I am trying to automate removing outliers from a Pandas dataframe using IQR as the parameter and putting the variables in a list.
This code works - (where dummy_df is the dataframe and 'pdays' is the first variable I want to remove outliers for).
q1 = np.percentile(dummy_df['pdays'], 25, interpolation = 'midpoint')
q3 = np.percentile(dummy_df['pdays'], 75, interpolation = 'midpoint')
iqr = q3 - q1
upper = np.where(dummy_df['pdays'] >= (q3+1.5*iqr))
lower = np.where(dummy_df['pdays'] <= (q1-1.5*iqr))
dummy_df.drop(upper[0], inplace = True)
dummy_df.drop(lower[0], inplace = True)
print("New Shape: ", dummy_df.shape)
However, this doesn't -
remove_outliers = ['pdays','poutcome', 'campaign', 'previous']
for outlier in remove_outliers:
q1 = np.percentile(dummy_df[outlier], 25, interpolation = 'midpoint')
q3 = np.percentile(dummy_df[outlier], 75, interpolation = 'midpoint')
iqr = q3 - q1
upper = np.where(dummy_df[outlier] >= (q3+1.5*iqr))
lower = np.where(dummy_df[outlier] <= (q1-1.5*iqr))
dummy_df.drop(upper[0], inplace = True)
dummy_df.drop(lower[0], inplace = True)
print("New Shape: ", dummy_df.shape)
The error I am getting is different datatypes. But why? Isnt it the same thing? What am I missing?
I want to be able to run a For loop since I am going to be doing trial and error on the decision tree for the best accuracy. Dont want to be writing code every time I need to drop a variable or add a variable for which I want to remove outliers.

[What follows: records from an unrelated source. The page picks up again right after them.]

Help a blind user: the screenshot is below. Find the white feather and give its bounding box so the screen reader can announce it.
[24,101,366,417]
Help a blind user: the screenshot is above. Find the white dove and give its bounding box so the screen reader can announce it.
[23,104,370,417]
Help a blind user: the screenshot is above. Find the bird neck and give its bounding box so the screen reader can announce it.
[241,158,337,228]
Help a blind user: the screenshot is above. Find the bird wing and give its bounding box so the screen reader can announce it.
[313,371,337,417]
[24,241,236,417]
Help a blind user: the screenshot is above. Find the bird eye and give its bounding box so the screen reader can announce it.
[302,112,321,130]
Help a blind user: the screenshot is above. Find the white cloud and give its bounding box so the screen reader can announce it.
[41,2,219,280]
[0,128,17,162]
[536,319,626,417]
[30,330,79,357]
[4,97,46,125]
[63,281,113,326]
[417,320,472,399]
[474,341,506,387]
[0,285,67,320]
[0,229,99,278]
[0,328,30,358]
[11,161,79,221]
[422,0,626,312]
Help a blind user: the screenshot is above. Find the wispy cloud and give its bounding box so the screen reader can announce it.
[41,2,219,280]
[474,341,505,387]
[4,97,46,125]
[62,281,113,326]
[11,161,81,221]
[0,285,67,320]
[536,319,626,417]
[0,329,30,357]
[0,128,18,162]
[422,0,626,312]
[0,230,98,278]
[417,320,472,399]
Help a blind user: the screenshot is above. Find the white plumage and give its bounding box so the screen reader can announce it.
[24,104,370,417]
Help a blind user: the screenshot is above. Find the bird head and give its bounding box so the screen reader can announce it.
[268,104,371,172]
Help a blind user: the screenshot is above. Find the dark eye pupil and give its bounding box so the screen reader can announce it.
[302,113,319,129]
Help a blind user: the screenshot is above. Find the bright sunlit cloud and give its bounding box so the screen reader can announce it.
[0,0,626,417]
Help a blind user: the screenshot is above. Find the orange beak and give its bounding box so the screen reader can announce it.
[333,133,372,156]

I have tried putting the dummy_df['pdays] etc in the remove_outliers list, as well as dummy_df.pdays, etc... I have tried using loc and iloc - though I don't think that's applicable. Not sure what to do next. Important thing is, I need to understand what is the difference - what am I missing?
Based on comments on the original post, I suggest you do the following and revamp your solution.
I believe this answer provides a quick solution to your problem, so remember to search on SO before posting. This will remove all rows where one (or more) of the wanted column values is an outlier.
cols = ['pdays', 'campaign', 'previous'] # The columns you want to search for outliers in
# Calculate quantiles and IQR
Q1 = dummy_df[cols].quantile(0.25) # Same as np.percentile but maps (0,1) and not (0,100)
Q3 = dummy_df[cols].quantile(0.75)
IQR = Q3 - Q1
# Return a boolean array of the rows with (any) non-outlier column values
condition = ~((dummy_df[cols] < (Q1 - 1.5 * IQR)) | (dummy_df[cols] > (Q3 + 1.5 * IQR))).any(axis=1)
# Filter our dataframe based on condition
filtered_df = dummy_df[condition]